Historias de Barrio: Viudo

 

Por Enriqueta Barrio (*)
La parra había creado un techo que daba sombra y frescor al calcinante verano. Colgaban los racimos transparentes, con sus uvas sudadas que mostraban sus venitas a trasluz. Colgaban voluptuosas, llenas y pesadas, explotando de dulzor y madurez. La planta se enredaba en los alambres y se hacía más tupida conforme avanzaba el verano, como si entendiera su misión. Bajo ella, una mesa circular de cemento gris y frío, rodeada de bancos del mismo material que acompañaban la circunferencia, adornados con trozos de azulejos rotos colocados con cierta intencionalidad, digamos, artística. La vio pasándole un trapo a la mesa y quejándose de la tierra que levantaban los autos al pasar. Sacudió la cabeza y la sacó por un ratito de su mente, sabiendo que en nada iba a volver. Manuel, el loro con el que convivieron tantos años y que nunca más habló desde que ella se fue, pelaba semillas de girasol con asombrosa habilidad. Él le dijo, por costumbre, “¡Viva Perón, Manuelito!”. El ave lo ignoró. No era lo mismo ser un loro peronista sin ella en el patio. El zumbido de las abejas, golosas en la parra, acompañaba el fluir del agua que salía de la manguera en un fino chorro incesante, que inundaba los canteros.
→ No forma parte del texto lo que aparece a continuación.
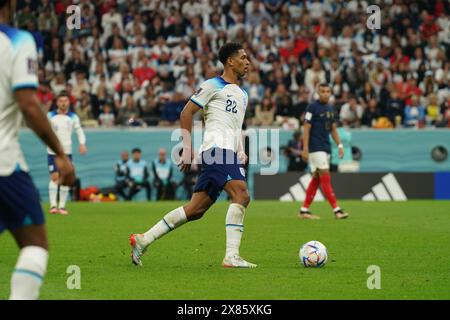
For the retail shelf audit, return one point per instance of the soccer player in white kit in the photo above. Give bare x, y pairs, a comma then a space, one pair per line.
63, 122
20, 210
223, 103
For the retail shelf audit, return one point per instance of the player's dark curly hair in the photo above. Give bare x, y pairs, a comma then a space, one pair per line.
227, 50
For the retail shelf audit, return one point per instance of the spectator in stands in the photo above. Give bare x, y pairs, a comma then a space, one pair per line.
172, 109
138, 175
371, 113
414, 113
162, 177
433, 110
293, 152
45, 95
351, 113
121, 173
129, 114
314, 76
293, 43
264, 113
106, 118
83, 109
394, 109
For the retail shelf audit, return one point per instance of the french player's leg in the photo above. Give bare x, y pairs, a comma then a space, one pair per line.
327, 189
25, 221
63, 193
53, 184
193, 210
311, 191
234, 223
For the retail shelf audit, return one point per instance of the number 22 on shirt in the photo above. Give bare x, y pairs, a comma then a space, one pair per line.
231, 106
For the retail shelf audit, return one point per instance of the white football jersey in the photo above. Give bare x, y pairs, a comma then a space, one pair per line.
224, 105
63, 126
18, 70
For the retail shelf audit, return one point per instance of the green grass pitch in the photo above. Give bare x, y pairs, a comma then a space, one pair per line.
409, 241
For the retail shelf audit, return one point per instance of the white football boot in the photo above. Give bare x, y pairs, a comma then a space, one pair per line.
137, 249
236, 261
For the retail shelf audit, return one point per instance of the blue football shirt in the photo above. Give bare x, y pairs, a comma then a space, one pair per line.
321, 117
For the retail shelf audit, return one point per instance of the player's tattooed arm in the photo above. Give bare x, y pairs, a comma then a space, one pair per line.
305, 151
337, 139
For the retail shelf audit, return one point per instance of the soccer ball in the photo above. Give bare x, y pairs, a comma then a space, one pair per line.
313, 254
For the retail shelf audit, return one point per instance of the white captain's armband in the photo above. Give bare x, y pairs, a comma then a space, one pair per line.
308, 116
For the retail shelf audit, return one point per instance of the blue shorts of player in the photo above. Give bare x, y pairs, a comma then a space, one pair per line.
51, 163
218, 167
19, 202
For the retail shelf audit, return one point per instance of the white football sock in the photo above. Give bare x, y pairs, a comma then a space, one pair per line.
234, 226
63, 192
172, 220
29, 273
52, 193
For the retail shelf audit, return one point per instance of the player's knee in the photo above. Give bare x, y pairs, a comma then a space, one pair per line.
54, 177
194, 212
242, 197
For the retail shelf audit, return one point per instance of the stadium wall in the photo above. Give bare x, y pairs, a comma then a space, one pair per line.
381, 151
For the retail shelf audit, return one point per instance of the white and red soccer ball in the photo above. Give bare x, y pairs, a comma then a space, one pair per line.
313, 254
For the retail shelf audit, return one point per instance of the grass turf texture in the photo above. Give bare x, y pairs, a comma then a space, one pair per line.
409, 241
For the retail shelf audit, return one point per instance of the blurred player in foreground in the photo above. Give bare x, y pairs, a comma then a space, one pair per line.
223, 103
63, 122
20, 210
319, 123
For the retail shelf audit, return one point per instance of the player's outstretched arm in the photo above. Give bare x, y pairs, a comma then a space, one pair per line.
81, 136
186, 128
337, 139
38, 122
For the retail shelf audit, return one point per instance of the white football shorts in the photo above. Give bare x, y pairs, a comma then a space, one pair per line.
319, 160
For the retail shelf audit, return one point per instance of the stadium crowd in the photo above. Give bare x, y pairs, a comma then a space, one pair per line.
135, 63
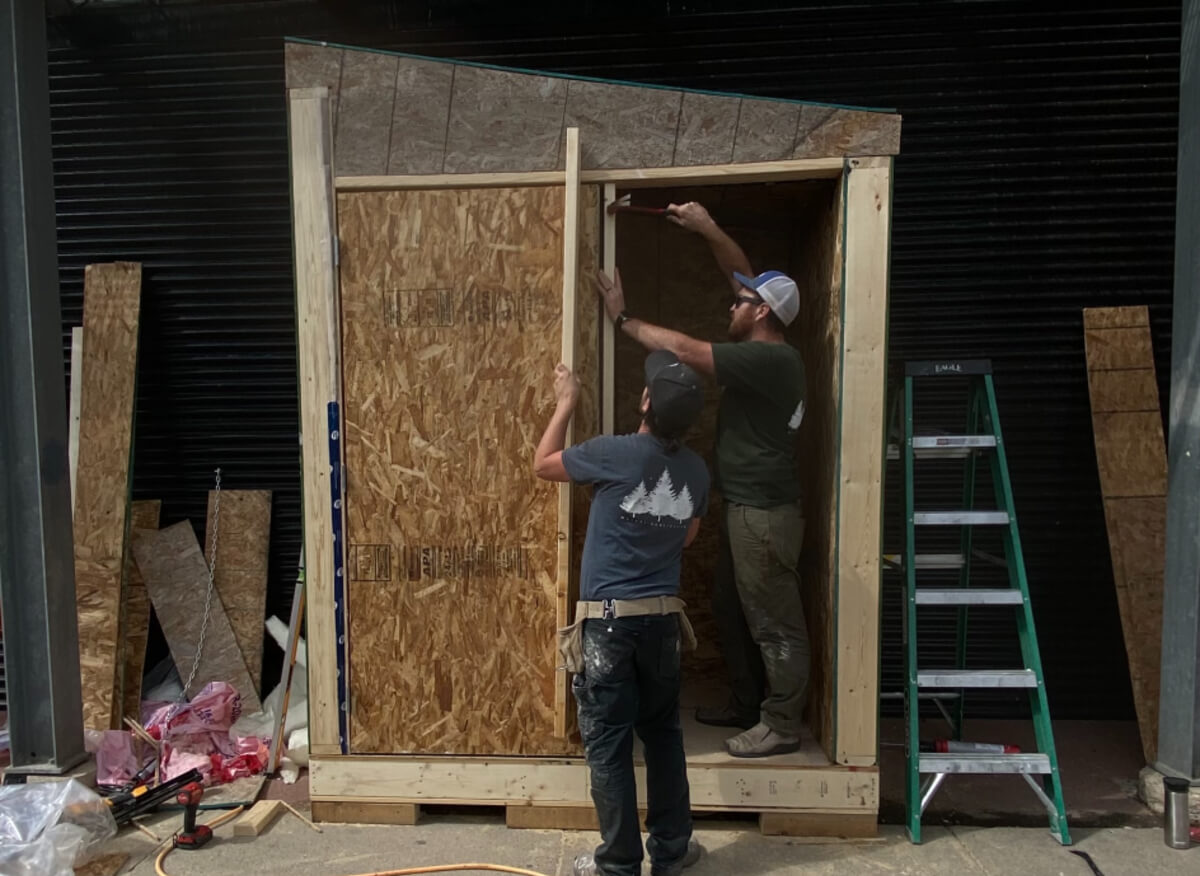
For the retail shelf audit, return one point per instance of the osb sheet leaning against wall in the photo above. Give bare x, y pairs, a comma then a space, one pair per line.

En el piso de lajas desiguales y eternas, el caniche de la casa, Gipsy, gruñía en sueños.

Quizá también soñaba con ella como si aún estuviera allí, pensó él. Abrió la cortina de listones de plástico que protegía la casa del sol abrasante y de las moscas y sacó la pava y el mate; los dejó en la mesa de cemento. Del bolsillo trasero del pantalón de trabajo tomó un peine y estiró sus ralas sienes que coronaban la brillante pelada. Se miró sin verse en el espejo redondo con marco de plástico que estaba sobre el piletón y silbó suavecito un aire popular, triste y cadencioso. Se acercó al loro y le acarició la cabecita como lo hacía ella, con esa mano dulce y cariñosa que tanto extrañaba. Se cebó un mate. Cuarenta y tres años tomó de sus mates todas las mañanas y nunca más volverían a ser así de ricos. Cuarenta y tres años en los que no se había dado cuenta, como se daba cuenta ahora, de que había sido tan feliz.